TL;DR
Trino is a distributed SQL engine you can get up and running with Docker in just minutes. This guide walks you through a single-node setup, configuring multiple data sources (PostgreSQL + MySQL), loading sample data, running cross-source queries, and integrating with Knowi for visual analytics. Perfect for local development, testing, or proof of concept.
Table of Contents
- Introduction
- Why use Trino: Key Advantages
- Challenges with Trino
- When to Use Trino
- Prerequisites
- Step 1: Set Up a Trino Server with Docker
- Step 2: Connect PostgreSQL & MySQL as Trino Catalogs
- Step 3: Load Sample Data into PostgreSQL & MySQL
- Step 4: Visualize Trino Data with Knowi
- 5. Common Errors & How to Fix Them
- 6. Performance Optimization Tips
- Next Steps
- Useful Commands
- Additional Resources
- Ready to Visualize Trino Data?
- Frequently Asked Questions
Introduction
Trino is a distributed SQL query engine designed for fast, interactive analytics across multiple data sources, including both structured (SQL) and semi-structured or unstructured (NoSQL, object storage) data – all without requiring ETL or data movement.
Why use Trino: Key Advantages
1. Federated SQL Querying Across Data Sources
Trino allows engineers and backend systems to query multiple sources, such as PostgreSQL, MySQL, Hive, MongoDB, Cassandra, S3, and more, through a single SQL interface.

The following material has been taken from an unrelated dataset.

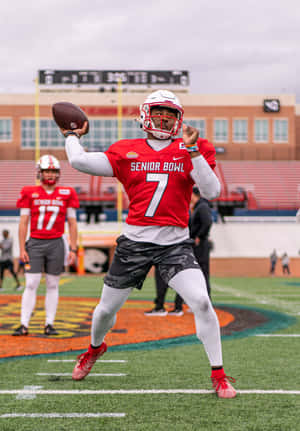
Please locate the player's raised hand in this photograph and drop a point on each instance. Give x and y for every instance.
(190, 136)
(80, 132)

This is especially useful for powering data pipelines or backend services that require direct access to distributed data without ETL.
2. Full ANSI SQL Support
Trino provides strong SQL coverage, including joins, aggregations, subqueries, and window functions, making it ideal for technical teams who prefer standardized query languages across all their data sources.
3. Distributed Query Execution at Scale
Trino is optimized for large-scale, in-memory processing across clusters. It supports parallel execution for faster backend querying on large or complex datasets.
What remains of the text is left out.